To launch the Flask application responsible for orchestrating the collection builder components, use the following command:

$ DATA_DIR="/home/user/data/bdc-collection-builder" \
  SQLALCHEMY_DATABASE_URI="postgresql://postgres:postgres@localhost:5432/bdc" \
  REDIS_URL="redis://localhost:6379" \
  RABBIT_MQ_URL="pyamqp://guest@localhost" \
  bdc-collection-builder run

As soon as the Flask application is up and running, it will present a message like:

* Environment: production
  WARNING: This is a development server. Do not use it in a production deployment.
  Use a production WSGI server instead.
* Debug mode: off
* Running on http://127.0.0.1:5000/ (Press CTRL+C to quit)

Usage

Please, refer to the document :doc:`usage` for information on how to use the collection builder to download and generate surface reflectance data products.

Footnotes

[1]

During librabbitmq installation, if you have a build message such as the one showed below:

...
Running setup.py install for SQLAlchemy-Utils ... done
Running setup.py install for bdc-db ... done
Running setup.py install for librabbitmq ... error
ERROR: Command errored out with exit status 1:
 command: /home/user/bdc-collection-builder/venv/bin/python3.7 -u -c
    'import sys, setuptools, tokenize; sys.argv[0] = '"'"'/tmp/pip-install-1i7mp5js/librabbitmq/setup.py'"'"'...
     cwd: /tmp/pip-install-1i7mp5js/librabbitmq/
Complete output (107 lines):
/tmp/pip-install-1i7mp5js/librabbitmq/setup.py:167: DeprecationWarning: 'U' mode is deprecated
  long_description = open(os.path.join(BASE_PATH, 'README.rst'), 'U').read()
running build
- pull submodule rabbitmq-c...
Cloning into 'rabbitmq-c'...
Note: checking out 'caad0ef1533783729c7644a226c989c79b4c497b'.

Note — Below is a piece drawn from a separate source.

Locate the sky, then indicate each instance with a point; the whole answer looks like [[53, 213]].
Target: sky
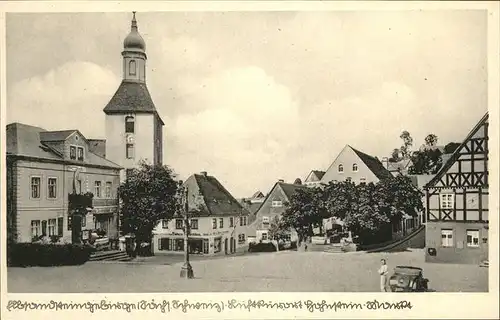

You are in 'detached HEAD' state. You can look around, make experimental
changes and commit them, and you can discard any commits you make in this
state without impacting any branches by performing another checkout.

If you want to create a new branch to retain commits you create, you may
do so (now or later) by using -b with the checkout command again. Example:

  git checkout -b <new-branch-name>

- autoreconf
sh: 1: autoreconf: not found
- configure rabbitmq-c...
/bin/sh: 0: Can't open configure

You will need to install autoconf:

$ sudo apt install autoconf